Meyer makes a point of telling us that “On December 22, 1949, Robin and Maurice, fraternal—not identical--twins-were born.” Did you need “fraternal” defined? Did you need somebody to tell you Robin and Maurice Gibb were not identical, or could you just look at them? Well, lest you memory or eyes fail you, on page 172, Meyer helpfully reminds us all that the Gibb brothers, although twins, were fraternal. That means they were not, I repeat, not identical, folks. Did you ever have trouble telling them apart? Me either.
* * *
The bulk of The Bee Gees: The Biography spends pages analyzing each record, song by song, often hook by hook, a process that establishes Meyer’s credibility as a close listener while boring all but the most musical Bee Gees savants senseless.
The Beatles play a strangely polarized role in the book; although the two bands are hardly comparable, something Meyer states repeatedly, he does compare them. The disastrous decision to film and thus record Sgt. Pepper’s Lonely Heart’s Club Band was purely manager Robert Stigwood’s, one the Bee Gees went along with and rapidly came to regret; only Aerosmith, drugged to the gills at the time, were blithely unconcerned about the film’s impact on their career, and indeed, their cover of “Come Together” can still be heard on the tattered remnants of FM radio today.

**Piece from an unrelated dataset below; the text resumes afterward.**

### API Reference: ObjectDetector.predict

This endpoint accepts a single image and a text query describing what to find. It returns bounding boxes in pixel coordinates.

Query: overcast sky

I would be remiss if I didn’t mention Andy.
Out this mess of a book, Meyer handles Andy best. Andy Gibb had the misfortune of being born the youngest into the tight production unit known as the brothers Gibb. By all accounts a sweet young man, light on talent and work ethic, he had two monster hits penned by brother Barry. His appetite for cocaine and booze killed him; he died five days past his 30th birthday. Meyer’s treatment of Gibb’s sensationalist life is tactful, even elegiac. But one chapter cannot save a book. And this “dishy summer read” is best left in the remainder pile, where it will eventually have a better life, pulped.
* * *
This is not about being a bitchy reviewer. I have mentioned before that my father built stereos, and two of the records he tested on his creations, along with Donna Summer’s I Remember Yesterday, with its interminable cut “I Feel Love”, were Children of the World and Main Course. I was a child, perhaps nine years old, and those records are wrapped around the fibers of my being. I knew “Nights On Broadway”, “Fanny Be Tender With My Love”, “You Should Be Dancing” and “Jive Talkin’” long before John Travolta appeared in that iconic white suit and the world flipped over. I was, for that reason, initially hesitant to accept this book for review. The music elicits a strange combination of memory and pain and something that isn’t nostalgia, feelings I don’t want tampered with. Then I thought I was being unfair, and accepted the book for review, and I was correct: I should have refused.
It isn’t Meyer’s fault that I have these feelings associated with these records. I was careful of that while reading. It isn’t his fault that hearing “Nights on Broadway” reduces me to a child standing on an orange carpet in a cold house. (“Now in my place / there are so many others / standing in the line / how long will they stand between us?”) I do wish, though, if I had to feel this way, it could have been in service to a better book.